Identifying constitutive parameters in engineering and biological materials, particularly those with intricate geometries and mechanical behaviors, remains a longstanding challenge. The recent advent of Physics-Informed Neural Networks (PINNs) offers promising solutions, but current frameworks are often limited to basic constitutive laws and encounter practical constraints when combined with experimental data. In this paper, we introduce a robust PINN-based framework designed to identify material parameters for soft materials, specifically those exhibiting complex constitutive behaviors, under large deformation in plane stress conditions. Distinctively, our model emphasizes training PINNs with multi-modal synthetic experimental datasets consisting of full-field deformation and loading history, ensuring algorithm robustness even with noisy data. Our results reveal that the PINNs framework can accurately identify constitutive parameters of the incompressible Arruda-Boyce model for samples with intricate geometries, maintaining an error below 5%, even with an experimental noise level of 5%. We believe our framework provides a robust modulus identification approach for complex solids, especially for those with geometrical and constitutive complexity.
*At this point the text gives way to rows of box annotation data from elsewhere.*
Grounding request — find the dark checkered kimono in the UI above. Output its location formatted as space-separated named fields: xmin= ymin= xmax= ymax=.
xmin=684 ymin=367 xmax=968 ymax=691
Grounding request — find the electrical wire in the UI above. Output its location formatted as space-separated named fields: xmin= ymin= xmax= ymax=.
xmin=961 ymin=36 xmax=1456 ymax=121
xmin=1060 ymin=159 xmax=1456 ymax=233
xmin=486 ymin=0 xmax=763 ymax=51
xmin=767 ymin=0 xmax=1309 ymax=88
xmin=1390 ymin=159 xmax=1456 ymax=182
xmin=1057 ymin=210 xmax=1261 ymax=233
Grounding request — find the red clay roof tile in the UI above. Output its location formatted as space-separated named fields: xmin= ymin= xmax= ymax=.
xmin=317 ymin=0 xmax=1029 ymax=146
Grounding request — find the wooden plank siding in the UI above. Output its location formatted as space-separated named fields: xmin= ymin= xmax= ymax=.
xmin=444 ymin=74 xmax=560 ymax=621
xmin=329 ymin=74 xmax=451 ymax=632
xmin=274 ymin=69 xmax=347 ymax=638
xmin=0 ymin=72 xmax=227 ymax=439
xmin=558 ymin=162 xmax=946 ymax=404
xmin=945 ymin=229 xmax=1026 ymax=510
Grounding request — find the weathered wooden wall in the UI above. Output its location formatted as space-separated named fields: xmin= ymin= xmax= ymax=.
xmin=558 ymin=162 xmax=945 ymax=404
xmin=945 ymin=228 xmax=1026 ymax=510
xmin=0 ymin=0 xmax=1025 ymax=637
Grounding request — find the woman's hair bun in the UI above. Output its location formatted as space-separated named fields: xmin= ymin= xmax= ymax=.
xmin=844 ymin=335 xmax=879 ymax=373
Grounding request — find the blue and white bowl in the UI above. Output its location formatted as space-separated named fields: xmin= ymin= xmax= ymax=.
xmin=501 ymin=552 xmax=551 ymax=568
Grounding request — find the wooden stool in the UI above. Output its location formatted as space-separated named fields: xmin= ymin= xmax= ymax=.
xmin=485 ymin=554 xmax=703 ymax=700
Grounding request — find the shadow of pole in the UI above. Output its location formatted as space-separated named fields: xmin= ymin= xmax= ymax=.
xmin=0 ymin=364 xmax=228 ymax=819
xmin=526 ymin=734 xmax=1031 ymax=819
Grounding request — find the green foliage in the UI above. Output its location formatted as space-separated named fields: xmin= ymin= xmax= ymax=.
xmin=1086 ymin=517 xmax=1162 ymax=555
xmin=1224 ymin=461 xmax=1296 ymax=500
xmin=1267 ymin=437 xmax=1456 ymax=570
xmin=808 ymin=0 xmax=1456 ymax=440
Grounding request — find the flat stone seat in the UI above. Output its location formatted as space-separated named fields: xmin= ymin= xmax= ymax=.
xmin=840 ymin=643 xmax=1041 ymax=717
翻译：在工程与生物材料中，尤其对于具有复杂几何构型及力学行为的材料，其本构参数的辨识始终是一项长期挑战。近期兴起的物理信息神经网络（PINNs）为此提供了极具前景的解决方案，然而现有框架通常局限于基础本构定律，且在与实验数据结合时面临实际限制。本文提出一种基于PINNs的稳健框架，专门用于识别软材料（尤其是展现复杂本构行为的材料）在平面应力条件下大变形时的材料参数。该方法独特之处在于强调利用多模态合成实验数据集（涵盖全场变形与加载历程）训练PINNs，从而确保算法对含噪数据的鲁棒性。结果表明，PINNs框架能够精确辨识具有复杂几何构型样本的非压缩性Arruda-Boyce模型本构参数，即便在5%的噪声水平下，辨识误差仍低于5%。我们相信，本框架为几何及本构复杂性高的固体材料提供了一种稳健的模量识别方法。